First flown with the Thrush engine prior to the trials, it was refitted with the Cherub, and first flown with this engine by Bert Hinkler at Lympne on 30 September 1924.
On the next day it won the Grosvenor Cup at a speed of 65.87 mph.
For the 1926 trials it was re-engined with a 38 hp Blackburne Thrush, being eliminated after a forced landing.
In 1927, it was re-engined again with a Bristol Cherub I and passed into private ownership until it was scrapped in 1931.
The Avro 566 Avenger was a prototype British fighter of the 1920s, designed and built by Avro.
It was a single-seat, single-engine biplane of wood and fabric construction.
Although it was a streamlined and advanced design, it never entered production.
The Avro 571 Buffalo was a prototype British carrier-based torpedo bomber biplane, designed and built by Avro in the 1920s.
It was not selected for service, the Blackburn Ripon being ordered instead.
The Avro 604 Antelope was a British light bomber which was designed and built in the late 1920s to meet a requirement for a light bomber to equip the Royal Air Force, competing against the Hawker Hart and the Fairey Fox II.
It was unsuccessful, the Hart being preferred.
The Avro 706 Ashton was a British prototype jet airliner made by Avro during the 1950s.

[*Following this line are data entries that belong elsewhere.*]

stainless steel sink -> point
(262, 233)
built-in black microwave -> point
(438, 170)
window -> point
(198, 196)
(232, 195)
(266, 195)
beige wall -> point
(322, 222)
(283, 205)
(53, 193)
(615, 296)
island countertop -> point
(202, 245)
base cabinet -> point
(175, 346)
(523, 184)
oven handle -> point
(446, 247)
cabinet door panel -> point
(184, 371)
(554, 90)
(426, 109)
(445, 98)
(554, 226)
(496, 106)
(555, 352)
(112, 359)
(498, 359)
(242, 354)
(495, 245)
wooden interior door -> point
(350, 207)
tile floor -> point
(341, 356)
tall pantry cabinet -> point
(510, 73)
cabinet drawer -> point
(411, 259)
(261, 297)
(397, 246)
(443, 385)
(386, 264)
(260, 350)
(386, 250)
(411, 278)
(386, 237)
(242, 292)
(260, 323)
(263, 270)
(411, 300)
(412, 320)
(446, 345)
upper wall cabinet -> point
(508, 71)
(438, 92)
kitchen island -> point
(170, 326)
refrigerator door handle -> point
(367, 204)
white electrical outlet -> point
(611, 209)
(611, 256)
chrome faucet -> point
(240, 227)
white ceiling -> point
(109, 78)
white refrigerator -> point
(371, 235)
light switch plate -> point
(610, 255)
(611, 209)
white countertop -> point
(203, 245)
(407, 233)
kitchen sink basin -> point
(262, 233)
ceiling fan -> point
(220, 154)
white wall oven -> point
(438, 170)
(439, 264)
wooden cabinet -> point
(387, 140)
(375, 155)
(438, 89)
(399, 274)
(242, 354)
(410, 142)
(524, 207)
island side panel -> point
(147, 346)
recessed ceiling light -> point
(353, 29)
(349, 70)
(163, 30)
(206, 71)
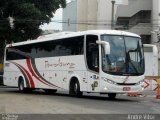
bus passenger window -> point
(92, 53)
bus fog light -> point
(110, 81)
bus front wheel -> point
(112, 96)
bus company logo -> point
(59, 64)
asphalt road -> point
(61, 104)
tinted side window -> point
(62, 47)
(92, 52)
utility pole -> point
(112, 22)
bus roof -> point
(62, 35)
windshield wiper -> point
(129, 61)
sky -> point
(54, 25)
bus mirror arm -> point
(105, 45)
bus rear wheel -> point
(50, 91)
(21, 85)
(75, 89)
(112, 96)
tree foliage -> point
(28, 15)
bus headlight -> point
(110, 81)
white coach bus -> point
(95, 61)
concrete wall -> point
(133, 7)
(104, 14)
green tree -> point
(27, 16)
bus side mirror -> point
(105, 45)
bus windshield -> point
(126, 55)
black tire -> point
(75, 89)
(50, 91)
(112, 96)
(21, 87)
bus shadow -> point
(86, 97)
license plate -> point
(126, 88)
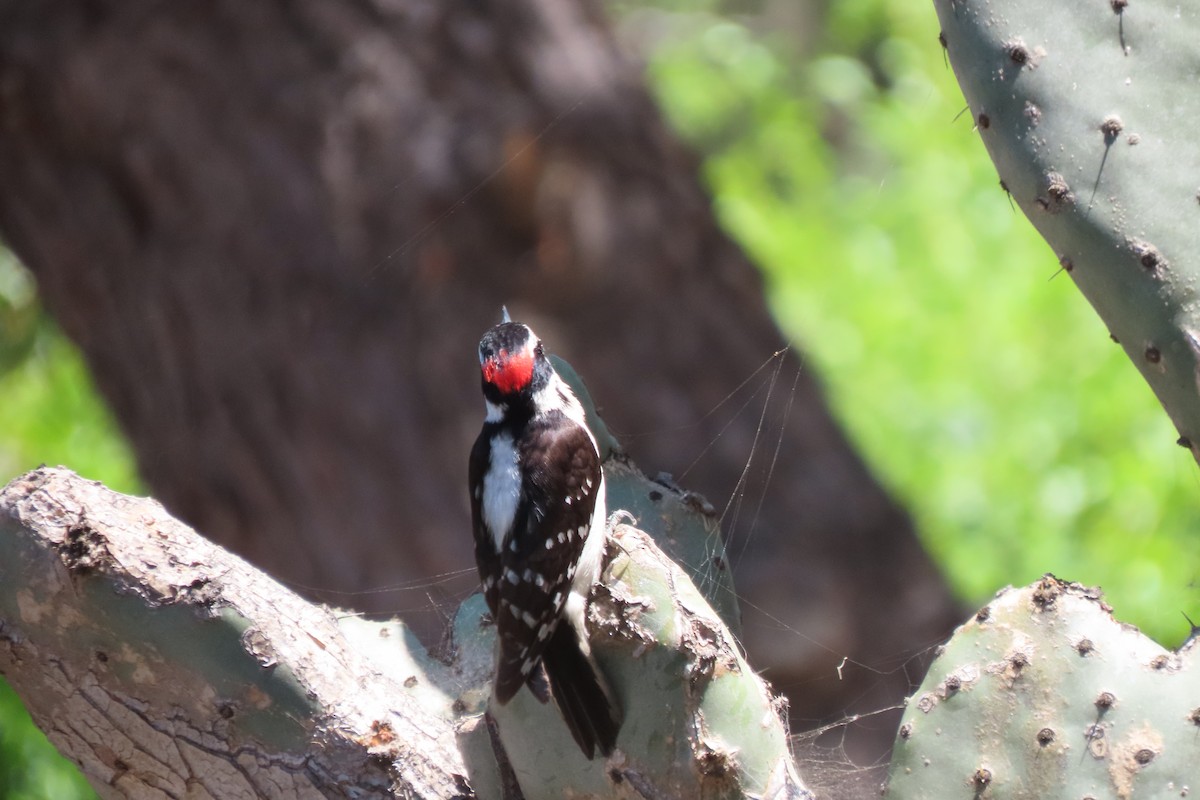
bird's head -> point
(511, 361)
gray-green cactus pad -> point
(1090, 109)
(1044, 695)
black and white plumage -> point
(538, 511)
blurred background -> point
(969, 372)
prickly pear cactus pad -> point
(1044, 695)
(699, 722)
(1091, 113)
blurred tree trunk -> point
(276, 229)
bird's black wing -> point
(562, 477)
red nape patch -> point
(509, 374)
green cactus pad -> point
(1044, 695)
(1090, 110)
(699, 722)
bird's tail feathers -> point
(581, 693)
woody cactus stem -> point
(1090, 113)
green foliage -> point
(30, 768)
(970, 371)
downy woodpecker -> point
(538, 511)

Although it flew nearly a year after the de Havilland Comet, it represented an experimental program and was never intended for commercial use.
The Avro 707 is a British experimental aircraft built to test the tailless thick delta wing configuration chosen for the Avro 698 jet bomber, later named the Vulcan.
In particular, the low-speed characteristics of such aircraft were not well known at the time.
Aerodynamically, it was a one-third scale version of the Vulcan.
The Avro 720 was an in-development British single-seat interceptor of the 1950s.
It was designed and being developed by Avro in competition with the Saunders-Roe-built SR.53.
While at least one prototype was partially-constructed, the order for the Avro 720, and quickly thereafter the project entirely, was terminated prior to any aircraft having been completed.